When one thinks of street racing, souped-up dragsters with screeching tires and screaming crowds come to mind. Everything goes, right? After all, it’s about unsanctioned and illegal auto racing on a public road.
Wrong! You’d be surprised to hear that even this “Outlaw” activity has a governing body, called the National Hot Rod Association (NHRA).
In addition to setting rules for drag racing, it hosts events across the United States and Canada. The NHRA claims to be the world’s largest motorsports sanctioning body, with over 40,000 drivers on its roster.
Back in 2015, popular Street Outlaws cast member Shawn Ellington found himself on the radar of that very NHRA.
We lay out what happened and why it didn’t go over too well for the organization.
Outlaws, getting outlawed
In February 2015, several cast members of Street Outlaws received a letter from the National Hot Rod Association. Among them: Shawn Ellington, aka “Murder Nova.”
The letter advised them that any further participation in shows that glorify illegal street racing will result in their licenses being revoked. Apparently, Shawn and other cast members had violated the NHRA’s member code of conduct and mission.
This prompted his close friend and Street Outlaws co-star Justin “Big Chief” Shearer – who isn’t personally an NHRA competition license holder or member – to quickly snap a photo of the letter and post it to his Facebook profile page, saying:
“If nothing else, it’s proof that street racing will always have consequences.”
Not so fast
The reaction from friends and fans was awe-inspiring. Comments and messages supporting the celebrity street racer kept pouring in, and the situation quickly escalated into an outright attack on the NHRA.
Within 12 hours, numerous memes circulated online, and an “NHRA Sucks” Facebook page (with 3,200 members at the time) was launched.
While Shearer wasn’t expecting this reaction, he wasn’t surprised by the outrage either.
“The point of my post was to let people that are trying to cross over—trying to get some publicity or because they think it’s easy—know that once you do it; you might not be able to go back.”
In Shearer’s opinion, the idea that cast members could be barred from NHRA competition and sanctioned tracks was deeply troubling, but it was not reason enough to give up on a television series he and his hard-working friends were in the middle of filming its fifth season.

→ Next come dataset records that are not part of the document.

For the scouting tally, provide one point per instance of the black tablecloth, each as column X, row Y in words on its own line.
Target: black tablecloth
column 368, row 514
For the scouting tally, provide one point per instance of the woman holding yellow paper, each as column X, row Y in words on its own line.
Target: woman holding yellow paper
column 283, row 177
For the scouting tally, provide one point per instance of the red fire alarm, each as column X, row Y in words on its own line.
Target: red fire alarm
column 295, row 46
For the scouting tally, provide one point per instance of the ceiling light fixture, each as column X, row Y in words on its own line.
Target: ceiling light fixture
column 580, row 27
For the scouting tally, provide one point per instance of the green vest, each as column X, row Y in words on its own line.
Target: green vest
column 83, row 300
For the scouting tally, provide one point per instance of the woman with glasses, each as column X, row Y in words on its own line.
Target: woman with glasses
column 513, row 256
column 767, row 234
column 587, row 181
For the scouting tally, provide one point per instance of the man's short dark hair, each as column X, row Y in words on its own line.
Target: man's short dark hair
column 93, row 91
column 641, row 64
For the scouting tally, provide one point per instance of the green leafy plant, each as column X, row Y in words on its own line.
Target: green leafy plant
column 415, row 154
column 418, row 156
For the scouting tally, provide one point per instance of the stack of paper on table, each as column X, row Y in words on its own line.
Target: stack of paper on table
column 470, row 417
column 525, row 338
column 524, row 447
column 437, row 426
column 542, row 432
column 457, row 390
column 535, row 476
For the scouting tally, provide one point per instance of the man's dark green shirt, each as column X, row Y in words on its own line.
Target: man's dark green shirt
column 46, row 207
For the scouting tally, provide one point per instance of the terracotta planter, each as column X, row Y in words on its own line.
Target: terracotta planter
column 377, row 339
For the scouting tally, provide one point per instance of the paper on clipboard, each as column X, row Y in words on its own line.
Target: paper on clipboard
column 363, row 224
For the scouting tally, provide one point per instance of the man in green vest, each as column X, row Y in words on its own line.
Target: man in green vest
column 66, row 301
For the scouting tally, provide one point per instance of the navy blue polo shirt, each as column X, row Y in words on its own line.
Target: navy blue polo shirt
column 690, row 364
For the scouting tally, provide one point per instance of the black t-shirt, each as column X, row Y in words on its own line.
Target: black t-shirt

The real reason Street Outlaws have become a hit is their brazen, anti-establishment attitude. In the same way that “Big Chief” and “Murder Nova” risk everything they own to compete for the top spot on “The List,” they’ll sacrifice the right to race at NHRA-sanctioned facilities if push comes to shove.
Mike Murillo feels the heat
While Big Chief had nothing personal to fear from sharing the letter publicly absent NHRA license, other Street Outlaws cast members were in a different situation. Take Mike Murillo, for example.
The fallout from the letter would be a huge deal for his professional career. The reality show was supposed to do a “Texas against Oklahoma” with him in the future, but that became less likely with the license-removal hanging over his head. His appearance as a tuner on the show was also in jeopardy.
It made him think about his friends on the show who had obligations to the Discovery Channel. How would they cope? “Those people are stuck,” Murillo said. Even though the NHRA sent the letter between seasons, many recent episodes of the show featured people who would be affected by the letter.
Murillo said a few Street Outlaws guys also wanted to try radial drag racing, but those individuals were now not going to be able to do so.
NHRA responds to the hate over their Street Outlaws letter
As a result of the attention these letters have received and the criticism that online drag racing magazines and blogs have thrown at the NHRA, was this a wake-up call for the organization to promote “the little guy” in the trenches?
Geno Effler, who was head of public relations for the organization at the time, responded to the public outcry.
“The heart of the matter is that we don’t promote street racing in any form in any way,” he said.
In a nutshell, the organization’s officials observed several NHRA-licensed drivers on the show and some cars with NHRA logos and felt that since the show promotes street racing, the NHRA didn’t want to be associated with it.
Effler stated that the NHRA expects the drivers to maintain their licenses and represent and uphold the mission of the NHRA.
What has happened since?
Considering that Street Outlaws is now in its 18th season, we can assume that the matter has been settled since the incident in 2015.
It appears that Street Outlaws will remain on air for the foreseeable future, with most of the original cast still involved, licenses intact. It is undeniable that the illegal street-racing premise of Street Outlaws is incompatible with NHRA’s stated objective of keeping racers off the street.
Although its formula is likely to change over time, we can always be sure that it stays true to its core philosophy: an anti-establishment attitude that has made Street Outlaws a legitimate success!